New technologies are getting advertisers’ attention
There’s no question that many media and advertising executives at this year’s CES event were quick to defend the continued staying power of TV as an effective ad medium. At the same time, many of those in attendance noted that they were excited by a number of emerging innovations with big potential for the industry. WPP CEO Martin Sorrell, for instance, highlighted the potential of artificial intelligence, machine learning and virtual reality during an interview at CES.
Ad Age also noted the growing opportunity offered by both virtual reality and augmented reality technology. 360-video, for example — a media format closely related to virtual reality, is already delivering big results for advertisers. Kevin Gentzel, chief revenue officer for Gannett’s USA Today, mentioned that a 360-video his team created for Google quickly became the company’s most-viewed piece of video content across their entire publishing network.
Advertising is becoming big business at CES
While CES is not an advertising-focused event, it has become important both for debuting new ad products and for deal-making. “It’s one of the biggest conferences in our industry, and it kicks off the year,” said Donna Speciale, President of Turner Ad Sales in an interview with Digiday. “A majority of our clients, whether it’s the agency side or the marketer side, are at this event.” Digiday also notes that companies like Turner are increasingly using CES to announce some of the company’s biggest media and advertising product launches. This year for example, the company heavily promoted Turner Sports Group to advertisers and held a two-day “Sports Business Innovation” conference featuring Twitter COO Anthony Noto and NBA stars Chris Webber and Steve Nash.
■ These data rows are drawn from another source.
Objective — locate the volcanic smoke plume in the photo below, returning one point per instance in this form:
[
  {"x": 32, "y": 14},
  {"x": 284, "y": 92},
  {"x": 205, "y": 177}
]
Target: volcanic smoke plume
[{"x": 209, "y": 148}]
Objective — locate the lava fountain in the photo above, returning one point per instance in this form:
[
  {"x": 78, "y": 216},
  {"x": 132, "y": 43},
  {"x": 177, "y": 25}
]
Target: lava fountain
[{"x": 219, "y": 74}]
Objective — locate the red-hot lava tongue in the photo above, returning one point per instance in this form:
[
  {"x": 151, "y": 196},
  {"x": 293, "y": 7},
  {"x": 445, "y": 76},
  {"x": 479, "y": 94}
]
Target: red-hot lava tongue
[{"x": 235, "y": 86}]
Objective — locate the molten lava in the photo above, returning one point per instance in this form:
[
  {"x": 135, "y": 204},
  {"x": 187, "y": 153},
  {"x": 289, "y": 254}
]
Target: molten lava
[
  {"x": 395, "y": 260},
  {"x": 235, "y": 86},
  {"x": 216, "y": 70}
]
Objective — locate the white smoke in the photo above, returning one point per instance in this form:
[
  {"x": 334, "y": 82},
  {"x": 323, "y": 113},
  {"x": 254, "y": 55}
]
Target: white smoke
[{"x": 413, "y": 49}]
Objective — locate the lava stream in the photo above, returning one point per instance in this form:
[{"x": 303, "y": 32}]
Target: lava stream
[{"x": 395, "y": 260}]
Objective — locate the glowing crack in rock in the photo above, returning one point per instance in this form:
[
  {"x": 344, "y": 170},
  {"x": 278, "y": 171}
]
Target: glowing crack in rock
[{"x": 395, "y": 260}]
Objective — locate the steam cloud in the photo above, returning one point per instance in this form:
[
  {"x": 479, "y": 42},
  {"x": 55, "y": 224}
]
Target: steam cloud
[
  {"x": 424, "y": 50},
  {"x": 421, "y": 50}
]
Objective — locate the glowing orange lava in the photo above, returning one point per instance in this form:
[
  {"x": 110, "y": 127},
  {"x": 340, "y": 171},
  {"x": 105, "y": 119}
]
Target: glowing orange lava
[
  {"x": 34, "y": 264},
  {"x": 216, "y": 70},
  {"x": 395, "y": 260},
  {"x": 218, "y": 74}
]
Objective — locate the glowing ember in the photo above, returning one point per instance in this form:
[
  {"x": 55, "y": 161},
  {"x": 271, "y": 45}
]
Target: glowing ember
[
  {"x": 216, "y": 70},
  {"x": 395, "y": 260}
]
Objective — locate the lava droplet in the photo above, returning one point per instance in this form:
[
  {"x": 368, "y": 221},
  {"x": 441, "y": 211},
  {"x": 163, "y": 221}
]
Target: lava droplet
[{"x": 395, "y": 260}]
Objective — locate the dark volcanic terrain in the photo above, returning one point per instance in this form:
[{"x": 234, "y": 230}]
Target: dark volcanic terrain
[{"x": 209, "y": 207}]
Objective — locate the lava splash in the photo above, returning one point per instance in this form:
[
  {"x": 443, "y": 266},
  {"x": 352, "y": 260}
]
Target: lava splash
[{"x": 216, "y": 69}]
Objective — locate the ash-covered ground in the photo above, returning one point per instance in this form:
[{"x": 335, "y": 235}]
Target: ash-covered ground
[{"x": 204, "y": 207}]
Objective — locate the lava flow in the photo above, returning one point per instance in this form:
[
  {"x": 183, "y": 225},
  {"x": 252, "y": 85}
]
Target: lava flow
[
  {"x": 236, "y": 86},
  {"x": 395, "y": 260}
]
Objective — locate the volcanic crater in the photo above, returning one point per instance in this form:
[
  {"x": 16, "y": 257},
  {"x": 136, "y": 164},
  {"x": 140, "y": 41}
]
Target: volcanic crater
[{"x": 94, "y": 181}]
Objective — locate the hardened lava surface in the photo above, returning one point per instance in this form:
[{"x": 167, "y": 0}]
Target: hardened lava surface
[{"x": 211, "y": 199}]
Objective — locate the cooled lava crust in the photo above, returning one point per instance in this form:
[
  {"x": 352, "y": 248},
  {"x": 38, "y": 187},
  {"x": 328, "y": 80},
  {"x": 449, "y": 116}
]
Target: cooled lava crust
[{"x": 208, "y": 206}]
CES may have its origins as an event to learn about consumer technology. But as many advertising executives have realized, it’s also an important week for collaboration, education and conversations about the future of the industry. As video, TV and technology grow more closely linked than ever before, expect to see more advertising-themed news and business deals coming out of this increasingly important event in the years to come.